Mon frère ainé, avec qui nous partagions « l'humour Charlie » devint donc un « vrai » musulman. Je me souviens parfaitement d'une drôle de soirée en 1994... La veille de son départ définitif en Tunisie, où il vit toujours. Nous discutions de rien mais surtout de tout. La discussion a dérapé sur un édito de Philippe Val autour de la polémique des possibles versets coraniques imprimés sur une robe portée par le top model Claudia Schiffer... Passons ! Très vite la discussion s'est animée, car mon frère était atteint dans son honneur de musulman là où moi je tenais à défendre non seulement la liberté d'expression mais surtout ces quelques pages de journal que je tenais entre les mains et qui représentait cette belle insolence que nous avions toujours aimée et défendue. Un mot dépassant l'autre j'ai tenté de lui foutre mon poing sur la gueule... Avant d'être séparés par mon autre frère.
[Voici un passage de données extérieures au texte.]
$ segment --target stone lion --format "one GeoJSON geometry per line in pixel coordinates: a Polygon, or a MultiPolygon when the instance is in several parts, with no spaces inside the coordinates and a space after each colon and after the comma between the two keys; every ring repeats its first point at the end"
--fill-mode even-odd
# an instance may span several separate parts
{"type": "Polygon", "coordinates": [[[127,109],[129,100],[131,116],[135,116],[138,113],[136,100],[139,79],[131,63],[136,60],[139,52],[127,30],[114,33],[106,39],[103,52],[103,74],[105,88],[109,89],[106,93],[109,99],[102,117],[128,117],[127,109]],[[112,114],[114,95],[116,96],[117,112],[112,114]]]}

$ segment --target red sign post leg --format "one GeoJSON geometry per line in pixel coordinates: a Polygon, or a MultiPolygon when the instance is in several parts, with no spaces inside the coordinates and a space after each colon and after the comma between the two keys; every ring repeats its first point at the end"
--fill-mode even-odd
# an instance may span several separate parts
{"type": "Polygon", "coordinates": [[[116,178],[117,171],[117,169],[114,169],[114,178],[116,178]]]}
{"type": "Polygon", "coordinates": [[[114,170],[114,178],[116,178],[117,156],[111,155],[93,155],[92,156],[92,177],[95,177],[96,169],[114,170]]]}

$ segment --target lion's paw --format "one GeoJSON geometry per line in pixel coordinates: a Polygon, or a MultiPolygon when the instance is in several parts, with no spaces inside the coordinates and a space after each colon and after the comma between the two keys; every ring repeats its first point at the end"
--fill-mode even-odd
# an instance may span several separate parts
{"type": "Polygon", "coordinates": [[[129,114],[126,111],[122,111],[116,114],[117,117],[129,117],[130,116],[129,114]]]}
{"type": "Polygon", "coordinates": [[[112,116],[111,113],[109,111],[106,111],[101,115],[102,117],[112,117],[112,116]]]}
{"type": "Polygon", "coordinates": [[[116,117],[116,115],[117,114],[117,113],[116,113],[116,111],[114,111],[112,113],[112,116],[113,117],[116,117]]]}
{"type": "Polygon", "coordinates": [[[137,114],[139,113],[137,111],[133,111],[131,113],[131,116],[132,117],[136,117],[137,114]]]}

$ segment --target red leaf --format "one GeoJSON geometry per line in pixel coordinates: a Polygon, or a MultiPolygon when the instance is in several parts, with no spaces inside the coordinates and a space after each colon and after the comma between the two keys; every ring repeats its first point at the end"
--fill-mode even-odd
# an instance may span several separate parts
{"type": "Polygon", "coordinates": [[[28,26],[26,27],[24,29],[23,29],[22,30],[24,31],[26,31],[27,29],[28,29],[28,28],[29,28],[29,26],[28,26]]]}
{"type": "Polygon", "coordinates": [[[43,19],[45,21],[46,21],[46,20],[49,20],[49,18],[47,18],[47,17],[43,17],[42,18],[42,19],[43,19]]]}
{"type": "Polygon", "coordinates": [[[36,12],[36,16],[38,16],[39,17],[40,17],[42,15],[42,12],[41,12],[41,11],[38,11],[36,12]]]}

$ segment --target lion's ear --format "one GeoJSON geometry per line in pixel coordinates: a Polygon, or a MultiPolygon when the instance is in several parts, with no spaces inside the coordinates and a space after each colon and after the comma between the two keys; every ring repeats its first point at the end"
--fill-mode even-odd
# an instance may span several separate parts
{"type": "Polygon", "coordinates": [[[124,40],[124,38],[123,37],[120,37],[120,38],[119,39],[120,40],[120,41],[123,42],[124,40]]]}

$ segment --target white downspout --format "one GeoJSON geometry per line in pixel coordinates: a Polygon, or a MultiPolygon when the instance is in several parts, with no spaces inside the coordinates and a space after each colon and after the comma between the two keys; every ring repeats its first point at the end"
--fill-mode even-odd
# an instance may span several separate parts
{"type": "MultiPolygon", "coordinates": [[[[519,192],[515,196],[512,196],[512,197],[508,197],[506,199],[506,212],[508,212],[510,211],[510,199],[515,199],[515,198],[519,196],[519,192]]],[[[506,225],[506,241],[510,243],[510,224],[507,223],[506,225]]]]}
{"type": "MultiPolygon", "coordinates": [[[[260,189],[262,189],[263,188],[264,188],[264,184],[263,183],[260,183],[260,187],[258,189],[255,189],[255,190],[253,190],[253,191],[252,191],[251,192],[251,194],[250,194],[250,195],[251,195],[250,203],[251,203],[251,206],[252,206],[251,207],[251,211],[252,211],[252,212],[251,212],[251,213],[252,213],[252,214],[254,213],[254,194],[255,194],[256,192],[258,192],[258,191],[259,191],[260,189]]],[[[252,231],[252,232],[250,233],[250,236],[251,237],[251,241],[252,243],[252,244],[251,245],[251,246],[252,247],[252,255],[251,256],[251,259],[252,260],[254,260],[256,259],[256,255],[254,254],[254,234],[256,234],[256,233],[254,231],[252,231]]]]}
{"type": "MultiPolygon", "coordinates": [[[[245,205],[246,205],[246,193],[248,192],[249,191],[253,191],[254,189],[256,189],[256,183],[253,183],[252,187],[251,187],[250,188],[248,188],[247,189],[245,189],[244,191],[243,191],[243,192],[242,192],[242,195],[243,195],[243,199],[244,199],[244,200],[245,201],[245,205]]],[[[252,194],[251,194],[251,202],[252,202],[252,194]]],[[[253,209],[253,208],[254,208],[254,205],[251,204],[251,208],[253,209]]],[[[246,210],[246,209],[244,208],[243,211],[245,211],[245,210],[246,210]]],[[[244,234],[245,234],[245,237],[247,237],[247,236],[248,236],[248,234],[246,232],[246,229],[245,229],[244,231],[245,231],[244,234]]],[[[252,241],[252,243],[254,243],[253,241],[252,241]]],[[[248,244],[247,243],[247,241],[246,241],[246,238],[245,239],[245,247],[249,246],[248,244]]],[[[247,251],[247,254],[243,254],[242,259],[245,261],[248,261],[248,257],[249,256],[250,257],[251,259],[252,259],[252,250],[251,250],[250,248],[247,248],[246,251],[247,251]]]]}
Comme j'aurais aimé que ce 7 janvier on vienne foutre son poing sur la gueule de Charb, Cabu, Wolinski, Tignous, Bernard Maris, Honoré, Elsa Cayat... Qu'ils puissent répondre surtout.

Une The Independant

Mais c'était une exécution collective orchestrée par deux lâches.
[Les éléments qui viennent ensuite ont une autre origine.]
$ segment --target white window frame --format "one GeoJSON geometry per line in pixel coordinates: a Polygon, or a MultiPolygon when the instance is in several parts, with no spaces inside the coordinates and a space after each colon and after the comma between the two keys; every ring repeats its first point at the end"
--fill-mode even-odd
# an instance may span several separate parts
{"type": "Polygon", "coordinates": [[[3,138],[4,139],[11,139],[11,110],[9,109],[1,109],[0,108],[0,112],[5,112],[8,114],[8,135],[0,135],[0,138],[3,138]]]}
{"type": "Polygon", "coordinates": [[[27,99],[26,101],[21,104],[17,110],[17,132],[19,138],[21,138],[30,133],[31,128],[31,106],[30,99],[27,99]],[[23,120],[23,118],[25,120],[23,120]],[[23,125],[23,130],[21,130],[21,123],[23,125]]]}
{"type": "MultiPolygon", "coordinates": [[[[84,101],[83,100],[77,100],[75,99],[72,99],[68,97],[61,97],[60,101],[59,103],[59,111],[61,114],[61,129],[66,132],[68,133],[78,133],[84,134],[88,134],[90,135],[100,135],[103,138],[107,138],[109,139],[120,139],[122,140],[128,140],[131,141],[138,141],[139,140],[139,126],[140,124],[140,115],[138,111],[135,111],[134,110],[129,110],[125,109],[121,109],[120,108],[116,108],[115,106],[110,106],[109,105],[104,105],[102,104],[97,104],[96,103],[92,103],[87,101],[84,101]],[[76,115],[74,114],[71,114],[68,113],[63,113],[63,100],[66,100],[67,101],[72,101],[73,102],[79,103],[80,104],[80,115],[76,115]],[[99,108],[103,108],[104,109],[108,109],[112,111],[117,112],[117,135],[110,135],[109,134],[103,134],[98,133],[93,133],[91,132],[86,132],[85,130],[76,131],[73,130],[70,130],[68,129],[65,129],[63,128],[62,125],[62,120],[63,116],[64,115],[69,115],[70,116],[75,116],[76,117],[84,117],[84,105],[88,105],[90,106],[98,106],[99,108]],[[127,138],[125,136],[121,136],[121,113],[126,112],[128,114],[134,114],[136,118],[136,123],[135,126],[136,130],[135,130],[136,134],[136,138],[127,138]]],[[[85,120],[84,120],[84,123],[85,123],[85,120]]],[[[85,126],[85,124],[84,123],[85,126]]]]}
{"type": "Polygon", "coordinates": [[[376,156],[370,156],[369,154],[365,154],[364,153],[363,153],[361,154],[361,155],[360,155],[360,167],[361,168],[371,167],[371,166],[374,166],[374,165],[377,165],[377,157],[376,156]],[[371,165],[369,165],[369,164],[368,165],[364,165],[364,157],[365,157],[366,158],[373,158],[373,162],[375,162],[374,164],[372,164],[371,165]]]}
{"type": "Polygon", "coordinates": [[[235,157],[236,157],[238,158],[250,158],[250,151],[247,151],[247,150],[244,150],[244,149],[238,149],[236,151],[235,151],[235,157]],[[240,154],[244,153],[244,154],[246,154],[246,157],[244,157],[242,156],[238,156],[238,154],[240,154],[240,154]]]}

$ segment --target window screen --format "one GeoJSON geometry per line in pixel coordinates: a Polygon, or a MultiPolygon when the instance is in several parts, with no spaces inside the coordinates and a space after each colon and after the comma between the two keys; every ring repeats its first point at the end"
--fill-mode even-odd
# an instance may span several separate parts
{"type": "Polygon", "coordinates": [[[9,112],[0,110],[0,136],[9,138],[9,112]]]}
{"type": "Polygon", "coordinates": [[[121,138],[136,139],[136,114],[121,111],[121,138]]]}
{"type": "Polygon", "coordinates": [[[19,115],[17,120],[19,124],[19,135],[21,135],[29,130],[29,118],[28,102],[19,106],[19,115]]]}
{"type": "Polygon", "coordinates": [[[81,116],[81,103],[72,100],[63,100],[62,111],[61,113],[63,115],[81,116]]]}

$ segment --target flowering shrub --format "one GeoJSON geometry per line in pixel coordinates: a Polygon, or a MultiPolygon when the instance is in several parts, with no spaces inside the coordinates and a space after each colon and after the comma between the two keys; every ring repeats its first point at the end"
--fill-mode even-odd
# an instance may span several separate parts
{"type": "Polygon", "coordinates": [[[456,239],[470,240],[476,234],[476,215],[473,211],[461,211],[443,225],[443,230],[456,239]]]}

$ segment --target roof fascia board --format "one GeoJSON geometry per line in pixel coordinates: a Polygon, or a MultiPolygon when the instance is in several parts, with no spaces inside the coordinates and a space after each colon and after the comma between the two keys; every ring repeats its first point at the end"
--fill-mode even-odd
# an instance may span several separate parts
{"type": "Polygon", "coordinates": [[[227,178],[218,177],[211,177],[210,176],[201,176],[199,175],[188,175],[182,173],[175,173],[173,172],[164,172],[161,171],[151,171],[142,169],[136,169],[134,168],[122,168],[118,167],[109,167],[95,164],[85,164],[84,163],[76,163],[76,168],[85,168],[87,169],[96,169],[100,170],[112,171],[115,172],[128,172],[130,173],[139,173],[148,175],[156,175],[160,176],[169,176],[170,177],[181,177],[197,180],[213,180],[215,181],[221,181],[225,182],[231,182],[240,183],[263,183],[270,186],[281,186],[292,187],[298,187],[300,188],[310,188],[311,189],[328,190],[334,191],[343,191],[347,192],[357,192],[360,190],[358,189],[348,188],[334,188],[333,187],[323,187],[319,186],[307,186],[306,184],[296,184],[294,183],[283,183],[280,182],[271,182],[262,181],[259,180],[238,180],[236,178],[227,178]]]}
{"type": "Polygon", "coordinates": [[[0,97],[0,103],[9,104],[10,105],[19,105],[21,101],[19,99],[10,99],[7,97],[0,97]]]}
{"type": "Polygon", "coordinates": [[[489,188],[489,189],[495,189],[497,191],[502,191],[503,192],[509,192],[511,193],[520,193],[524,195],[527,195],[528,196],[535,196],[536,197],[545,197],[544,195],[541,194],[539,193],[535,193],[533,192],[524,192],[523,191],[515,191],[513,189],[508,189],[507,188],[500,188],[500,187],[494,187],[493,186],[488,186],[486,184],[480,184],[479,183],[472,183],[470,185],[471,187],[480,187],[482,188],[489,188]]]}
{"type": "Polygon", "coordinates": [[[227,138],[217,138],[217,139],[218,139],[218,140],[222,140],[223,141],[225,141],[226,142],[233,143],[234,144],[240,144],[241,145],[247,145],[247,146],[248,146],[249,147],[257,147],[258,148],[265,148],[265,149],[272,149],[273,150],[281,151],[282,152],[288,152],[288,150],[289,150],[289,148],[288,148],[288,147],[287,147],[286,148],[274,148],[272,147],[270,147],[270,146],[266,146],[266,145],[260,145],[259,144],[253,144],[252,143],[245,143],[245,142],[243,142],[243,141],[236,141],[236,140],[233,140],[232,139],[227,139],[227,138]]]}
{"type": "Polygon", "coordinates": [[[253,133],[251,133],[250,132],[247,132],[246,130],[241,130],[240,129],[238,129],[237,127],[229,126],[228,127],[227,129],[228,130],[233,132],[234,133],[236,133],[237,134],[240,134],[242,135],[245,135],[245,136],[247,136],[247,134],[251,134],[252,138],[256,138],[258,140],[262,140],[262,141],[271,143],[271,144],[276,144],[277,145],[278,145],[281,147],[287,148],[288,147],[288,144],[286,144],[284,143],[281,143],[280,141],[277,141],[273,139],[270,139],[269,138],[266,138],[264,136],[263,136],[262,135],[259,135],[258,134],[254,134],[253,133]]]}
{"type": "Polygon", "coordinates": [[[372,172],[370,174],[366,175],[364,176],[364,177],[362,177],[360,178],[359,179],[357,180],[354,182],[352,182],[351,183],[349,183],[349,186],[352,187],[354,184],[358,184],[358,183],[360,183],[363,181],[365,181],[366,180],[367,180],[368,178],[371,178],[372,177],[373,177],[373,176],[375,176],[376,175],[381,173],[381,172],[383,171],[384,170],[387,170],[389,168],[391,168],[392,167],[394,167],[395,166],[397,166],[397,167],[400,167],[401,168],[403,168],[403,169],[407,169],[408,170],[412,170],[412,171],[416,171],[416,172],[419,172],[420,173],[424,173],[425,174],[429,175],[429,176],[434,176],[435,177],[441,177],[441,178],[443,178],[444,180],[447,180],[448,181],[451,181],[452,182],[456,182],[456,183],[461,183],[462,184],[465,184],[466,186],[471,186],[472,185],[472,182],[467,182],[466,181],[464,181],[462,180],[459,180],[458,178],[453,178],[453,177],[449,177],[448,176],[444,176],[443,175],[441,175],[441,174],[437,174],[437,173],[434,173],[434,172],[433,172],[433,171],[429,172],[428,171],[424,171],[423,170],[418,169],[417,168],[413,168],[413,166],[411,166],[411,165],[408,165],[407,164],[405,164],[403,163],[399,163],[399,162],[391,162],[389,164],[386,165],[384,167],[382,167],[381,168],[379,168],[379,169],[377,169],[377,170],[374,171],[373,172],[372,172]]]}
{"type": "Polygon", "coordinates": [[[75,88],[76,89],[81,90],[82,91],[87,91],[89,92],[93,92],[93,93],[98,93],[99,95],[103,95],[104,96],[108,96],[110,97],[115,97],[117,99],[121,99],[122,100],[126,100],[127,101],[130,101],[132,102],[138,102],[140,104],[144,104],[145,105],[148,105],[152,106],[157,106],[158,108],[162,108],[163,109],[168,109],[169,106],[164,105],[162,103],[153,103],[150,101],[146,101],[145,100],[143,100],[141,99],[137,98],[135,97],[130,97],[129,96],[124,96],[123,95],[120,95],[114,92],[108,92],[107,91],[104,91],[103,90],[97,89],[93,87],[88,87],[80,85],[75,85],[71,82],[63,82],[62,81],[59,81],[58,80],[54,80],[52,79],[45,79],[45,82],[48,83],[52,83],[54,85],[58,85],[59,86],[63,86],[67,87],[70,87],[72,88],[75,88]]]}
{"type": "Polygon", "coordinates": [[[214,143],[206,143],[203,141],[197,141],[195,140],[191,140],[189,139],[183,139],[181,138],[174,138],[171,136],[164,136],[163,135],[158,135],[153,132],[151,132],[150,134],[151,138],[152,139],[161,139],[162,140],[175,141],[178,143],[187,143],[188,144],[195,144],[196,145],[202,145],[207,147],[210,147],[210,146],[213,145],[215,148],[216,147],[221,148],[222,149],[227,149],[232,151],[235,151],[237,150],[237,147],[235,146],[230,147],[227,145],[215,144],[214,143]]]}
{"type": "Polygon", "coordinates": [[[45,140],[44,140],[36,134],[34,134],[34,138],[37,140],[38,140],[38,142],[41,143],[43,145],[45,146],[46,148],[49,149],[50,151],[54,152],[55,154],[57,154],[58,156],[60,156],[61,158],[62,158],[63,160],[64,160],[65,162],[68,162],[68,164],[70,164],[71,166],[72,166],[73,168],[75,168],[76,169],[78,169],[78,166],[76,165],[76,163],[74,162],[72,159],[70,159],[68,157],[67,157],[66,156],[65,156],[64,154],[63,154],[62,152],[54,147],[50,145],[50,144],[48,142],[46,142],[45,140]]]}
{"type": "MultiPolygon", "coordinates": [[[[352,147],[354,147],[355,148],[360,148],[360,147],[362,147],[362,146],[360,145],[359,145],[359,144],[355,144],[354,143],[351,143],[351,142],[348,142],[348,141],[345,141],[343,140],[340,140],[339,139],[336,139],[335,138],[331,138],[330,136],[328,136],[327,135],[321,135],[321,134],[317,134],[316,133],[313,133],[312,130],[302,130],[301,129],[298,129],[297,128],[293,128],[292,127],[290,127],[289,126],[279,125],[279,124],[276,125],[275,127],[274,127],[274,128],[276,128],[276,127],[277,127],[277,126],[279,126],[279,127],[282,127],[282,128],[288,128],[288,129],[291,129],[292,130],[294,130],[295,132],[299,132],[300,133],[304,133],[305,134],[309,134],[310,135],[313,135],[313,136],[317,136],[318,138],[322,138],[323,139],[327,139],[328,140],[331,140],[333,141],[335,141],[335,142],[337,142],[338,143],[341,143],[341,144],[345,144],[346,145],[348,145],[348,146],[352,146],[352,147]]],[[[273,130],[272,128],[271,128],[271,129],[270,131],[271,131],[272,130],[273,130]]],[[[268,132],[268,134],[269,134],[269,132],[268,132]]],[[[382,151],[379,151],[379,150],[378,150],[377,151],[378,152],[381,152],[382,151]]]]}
Le vestiaire de mon enfance ne ressemble plus à rien. Lorsque ce 2 septembre 1993 le toit s'est effondré avec la mort de mon père, il fallait continuer de vivre coûte que coûte. J'avais l'âge des possibles. Je me suis alors appuyé comme j'ai pu sur les murs solides de ce que le béton de mon enfance avait bâtit de meilleur. 

Prince & Muhammad Ali

Aujourd'hui ces plus beaux murs se sont écroulés. Je peux désormais dire, que non seulement le monde de mon père est mort mais qu'il est maintenant définitivement enterré.
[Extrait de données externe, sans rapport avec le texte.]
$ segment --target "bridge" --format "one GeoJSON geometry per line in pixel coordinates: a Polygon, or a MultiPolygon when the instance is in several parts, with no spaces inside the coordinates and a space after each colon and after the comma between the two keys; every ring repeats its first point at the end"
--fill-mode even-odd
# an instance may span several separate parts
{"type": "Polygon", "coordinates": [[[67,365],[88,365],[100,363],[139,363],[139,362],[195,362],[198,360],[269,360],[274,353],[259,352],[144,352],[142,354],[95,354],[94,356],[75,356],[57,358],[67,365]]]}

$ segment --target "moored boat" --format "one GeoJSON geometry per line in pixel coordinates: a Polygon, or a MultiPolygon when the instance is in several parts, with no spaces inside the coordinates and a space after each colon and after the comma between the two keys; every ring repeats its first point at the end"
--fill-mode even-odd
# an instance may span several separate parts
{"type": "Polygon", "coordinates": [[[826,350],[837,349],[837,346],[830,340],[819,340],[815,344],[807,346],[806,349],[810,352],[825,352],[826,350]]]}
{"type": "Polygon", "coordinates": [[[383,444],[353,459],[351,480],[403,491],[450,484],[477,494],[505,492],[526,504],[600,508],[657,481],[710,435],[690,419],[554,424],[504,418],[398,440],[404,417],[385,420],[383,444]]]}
Ma mère aime bien raconter que la porte de chez nous était « tout le temps ouverte ». En ce sens que mon père aimait aller vers l'autre,  recevoir et voir du monde. J'ai porté mon regard haut sur ce bonhomme ouvert qu'était mon père. Je le regardais avec ses amis ici en France, quel que soit leur confession (catholique, juif, musulman…), ou encore en Tunisie, en bon « bledar » avec sa famille... Jamais le même. Toujours égal à lui même. Mon père était multiple. Il n'aimait ni les clans, ni les étiquettes. Il aimait être libre.

Cigarette au cinéma - Papa

Je ne prétends pas être devenu comme lui. Mais cette liberté m'a inspiré. Peut-être n'aimerait-il pas ce que j'en ai fait. Il y a quelques temps, à la faveur d'un déménagement j'ai retrouvé une carte postale. Mon père m'avait écrit quelques mots alors que je vivais en Angleterre. Il me disait, me remerciant d'un courrier que je lui avais envoyé : « tu seras un grand poète mon fils » Pour l'immigré tunisien qu'il était, être un poète voulait peut-être rien dire de plus que « savoir faire des jolies phrases ».Ces mots, lus vingt ans plus tard, m'ont rendu heureux. Je les avais oubliés. Ecrire est devenu une grande partie de ma vie.  Après tout, sans le savoir, peut-être pensait-il à la définition la plus simple d'un poète : être un homme libre.